John Calvin's Commentary on the Bible

6 (1 Thessalonians 1:6)

Verse 6

6And ye became imitators. With the view of increasing their alacrity, he declares that there is a mutual agreement, and harmony, as it were, between his preaching and their faith. For unless men, on their part, answer to God, no proficiency will follow from the grace that is offered to them — not as though they could do this of themselves, but inasmuch as God, as he begins our salvation by calling us, perfects it also by fashioning our hearts to obedience. The sum, therefore, is this — that an evidence of Divine election shewed itself not only in Paul’s ministry, in so far as it was furnished with the power of the Holy Spirit, but also in the faith of the Thessalonians, so that this conformity is a powerful attestation of it. He says, however, “Ye were imitators of God and of us, ” in the same sense in which it is said, that the people believed God and his servant Moses, (Exodus 14:13 (505)) not as though Paul and Moses had anything different from God, but because he wrought powerfully by them, as his ministers and instruments. (506) While ye embraced. Their readiness in receiving the gospel is called an imitation of God, for this reason, that as God had presented himself to the Thessalonians in a liberal spirit, so they had, on their part, voluntarily come forward to meet him.

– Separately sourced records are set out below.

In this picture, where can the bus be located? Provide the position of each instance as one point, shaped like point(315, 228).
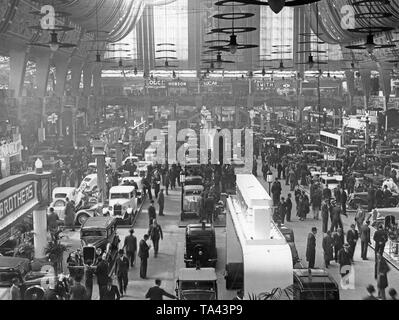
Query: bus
point(258, 256)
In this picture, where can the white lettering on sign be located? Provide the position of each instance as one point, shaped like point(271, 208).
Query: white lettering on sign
point(16, 200)
point(10, 149)
point(210, 83)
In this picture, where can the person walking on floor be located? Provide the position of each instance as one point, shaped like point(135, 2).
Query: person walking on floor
point(121, 271)
point(364, 239)
point(359, 218)
point(351, 238)
point(328, 248)
point(339, 241)
point(15, 291)
point(157, 293)
point(288, 206)
point(152, 214)
point(325, 212)
point(161, 202)
point(382, 278)
point(276, 192)
point(344, 260)
point(143, 254)
point(311, 248)
point(102, 275)
point(156, 234)
point(130, 246)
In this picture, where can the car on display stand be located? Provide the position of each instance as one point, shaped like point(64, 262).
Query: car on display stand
point(31, 283)
point(196, 284)
point(200, 246)
point(140, 186)
point(94, 210)
point(123, 203)
point(89, 184)
point(191, 201)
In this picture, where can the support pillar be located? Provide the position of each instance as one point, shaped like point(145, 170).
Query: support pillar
point(366, 83)
point(40, 231)
point(61, 71)
point(18, 60)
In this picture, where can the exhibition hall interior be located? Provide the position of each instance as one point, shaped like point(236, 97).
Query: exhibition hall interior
point(199, 150)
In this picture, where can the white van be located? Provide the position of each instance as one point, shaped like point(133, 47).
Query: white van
point(89, 183)
point(123, 202)
point(331, 182)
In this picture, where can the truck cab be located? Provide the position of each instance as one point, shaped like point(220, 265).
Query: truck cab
point(314, 284)
point(200, 246)
point(123, 202)
point(196, 284)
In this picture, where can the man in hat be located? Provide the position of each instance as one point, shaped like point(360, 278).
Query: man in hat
point(151, 213)
point(102, 275)
point(351, 237)
point(130, 246)
point(364, 239)
point(311, 248)
point(161, 202)
point(144, 249)
point(344, 260)
point(121, 270)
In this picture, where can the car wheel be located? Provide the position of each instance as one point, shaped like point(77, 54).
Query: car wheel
point(81, 219)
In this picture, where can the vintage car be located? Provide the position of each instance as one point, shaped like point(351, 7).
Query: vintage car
point(123, 203)
point(83, 214)
point(192, 198)
point(132, 159)
point(314, 284)
point(89, 183)
point(31, 282)
point(59, 199)
point(200, 246)
point(99, 232)
point(140, 186)
point(142, 168)
point(193, 181)
point(196, 284)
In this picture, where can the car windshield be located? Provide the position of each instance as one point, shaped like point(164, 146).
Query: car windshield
point(93, 233)
point(60, 195)
point(198, 295)
point(319, 295)
point(59, 203)
point(6, 278)
point(195, 285)
point(119, 195)
point(193, 192)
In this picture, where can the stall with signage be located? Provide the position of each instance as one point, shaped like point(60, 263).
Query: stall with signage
point(20, 195)
point(156, 87)
point(10, 152)
point(177, 88)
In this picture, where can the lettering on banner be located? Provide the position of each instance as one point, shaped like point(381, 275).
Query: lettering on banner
point(16, 200)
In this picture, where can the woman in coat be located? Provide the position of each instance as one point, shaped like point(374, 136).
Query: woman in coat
point(382, 280)
point(328, 248)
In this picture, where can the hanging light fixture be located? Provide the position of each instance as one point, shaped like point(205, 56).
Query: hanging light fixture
point(233, 44)
point(276, 5)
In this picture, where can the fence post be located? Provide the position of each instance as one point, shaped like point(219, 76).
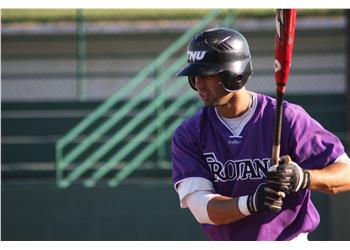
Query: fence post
point(160, 127)
point(81, 55)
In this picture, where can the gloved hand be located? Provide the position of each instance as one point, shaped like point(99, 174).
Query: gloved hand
point(288, 176)
point(265, 198)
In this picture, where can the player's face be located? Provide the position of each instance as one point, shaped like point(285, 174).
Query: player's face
point(211, 91)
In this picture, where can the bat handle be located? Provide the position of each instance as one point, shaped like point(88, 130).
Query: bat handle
point(277, 130)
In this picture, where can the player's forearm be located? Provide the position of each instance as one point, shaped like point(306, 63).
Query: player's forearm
point(223, 210)
point(332, 179)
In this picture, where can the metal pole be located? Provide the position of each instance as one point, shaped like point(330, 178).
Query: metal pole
point(81, 55)
point(347, 77)
point(160, 126)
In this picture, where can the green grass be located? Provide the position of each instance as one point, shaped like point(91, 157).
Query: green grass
point(54, 15)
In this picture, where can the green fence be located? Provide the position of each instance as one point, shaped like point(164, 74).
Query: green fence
point(65, 159)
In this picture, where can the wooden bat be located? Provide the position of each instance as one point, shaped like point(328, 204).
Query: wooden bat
point(284, 41)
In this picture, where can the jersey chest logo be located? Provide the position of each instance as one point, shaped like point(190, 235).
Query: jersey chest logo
point(231, 170)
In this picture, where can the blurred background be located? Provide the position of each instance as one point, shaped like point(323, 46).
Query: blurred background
point(89, 104)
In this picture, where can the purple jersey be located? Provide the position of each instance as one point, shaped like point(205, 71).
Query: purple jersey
point(236, 164)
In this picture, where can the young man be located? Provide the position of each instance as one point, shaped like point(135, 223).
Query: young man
point(222, 155)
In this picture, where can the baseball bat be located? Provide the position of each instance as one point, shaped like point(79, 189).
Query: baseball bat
point(283, 46)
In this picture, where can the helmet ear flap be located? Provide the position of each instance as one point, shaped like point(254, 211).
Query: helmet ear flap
point(192, 82)
point(232, 81)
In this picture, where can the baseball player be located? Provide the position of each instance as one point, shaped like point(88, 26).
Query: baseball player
point(222, 155)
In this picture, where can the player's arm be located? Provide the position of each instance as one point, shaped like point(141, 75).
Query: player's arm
point(332, 179)
point(210, 208)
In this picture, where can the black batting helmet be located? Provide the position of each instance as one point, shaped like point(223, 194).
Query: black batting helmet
point(220, 51)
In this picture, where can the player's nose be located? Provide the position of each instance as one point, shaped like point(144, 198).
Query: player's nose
point(200, 82)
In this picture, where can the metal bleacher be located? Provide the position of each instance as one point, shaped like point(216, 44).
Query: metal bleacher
point(135, 139)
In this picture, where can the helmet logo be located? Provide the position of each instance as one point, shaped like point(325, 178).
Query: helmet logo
point(277, 65)
point(197, 55)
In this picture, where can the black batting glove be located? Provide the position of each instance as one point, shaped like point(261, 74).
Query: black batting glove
point(265, 198)
point(288, 176)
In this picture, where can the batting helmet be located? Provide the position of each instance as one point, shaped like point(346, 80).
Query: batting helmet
point(220, 51)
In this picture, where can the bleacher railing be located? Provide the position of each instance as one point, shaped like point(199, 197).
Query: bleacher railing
point(67, 154)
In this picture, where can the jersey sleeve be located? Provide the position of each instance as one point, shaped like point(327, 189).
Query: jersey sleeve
point(312, 146)
point(187, 158)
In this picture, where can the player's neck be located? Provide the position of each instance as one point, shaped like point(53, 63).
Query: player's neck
point(237, 105)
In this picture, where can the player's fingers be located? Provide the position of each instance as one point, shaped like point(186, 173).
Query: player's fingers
point(285, 159)
point(275, 194)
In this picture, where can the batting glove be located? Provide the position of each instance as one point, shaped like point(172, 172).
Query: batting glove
point(265, 198)
point(288, 176)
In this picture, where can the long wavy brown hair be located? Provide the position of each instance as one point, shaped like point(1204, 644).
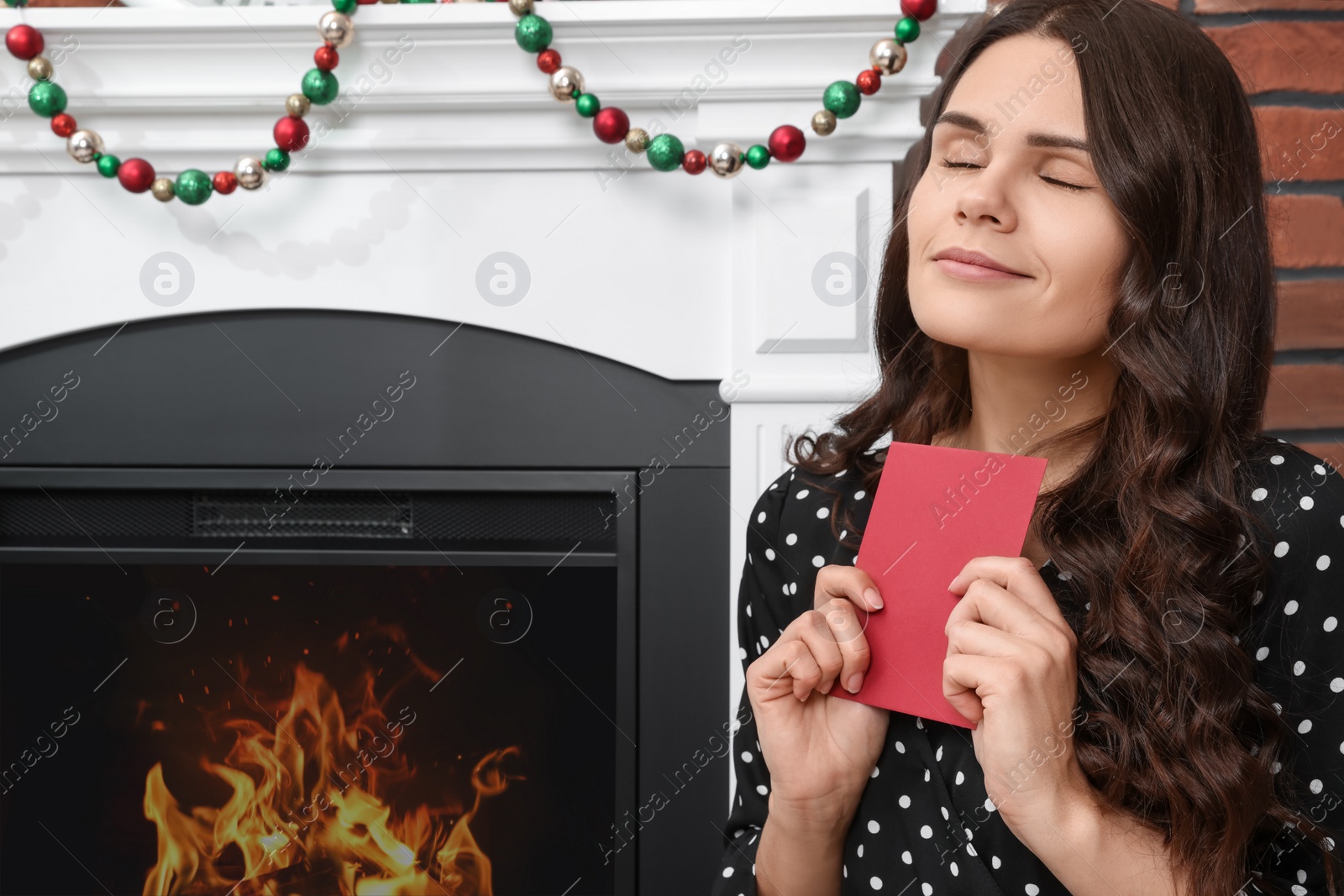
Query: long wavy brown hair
point(1153, 523)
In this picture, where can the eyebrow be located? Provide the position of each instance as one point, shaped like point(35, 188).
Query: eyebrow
point(1034, 139)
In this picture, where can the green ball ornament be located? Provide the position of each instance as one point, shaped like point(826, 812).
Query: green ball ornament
point(842, 98)
point(320, 86)
point(665, 152)
point(46, 98)
point(276, 160)
point(192, 187)
point(759, 156)
point(588, 105)
point(533, 33)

He says, with the joy of the Holy Spirit, that we may know that it is not by the instigation of the flesh, or by the promptings of their own nature, that men will be ready and eager to obey God, but that this is the work of God’s Spirit. The circumstance, that amidst much tribulation they had embraced the gospel, serves by way of amplification. For we see very many, not otherwise disinclined to the gospel, who, nevertheless, avoid it, from being intimidated through fear of the cross. Those, accordingly, who do not hesitate with intrepidity to embrace along with the gospel the afflictions that threaten them, furnish in this an admirable example of magnanimity. And from this it is so much the more clearly apparent, how necessary it is that the Spirit should aid us in this. For the gospel cannot be properly, or sincerely received, unless it be with a joyful heart. Nothing, however, is more at variance with our natural disposition, than to rejoice in afflictions.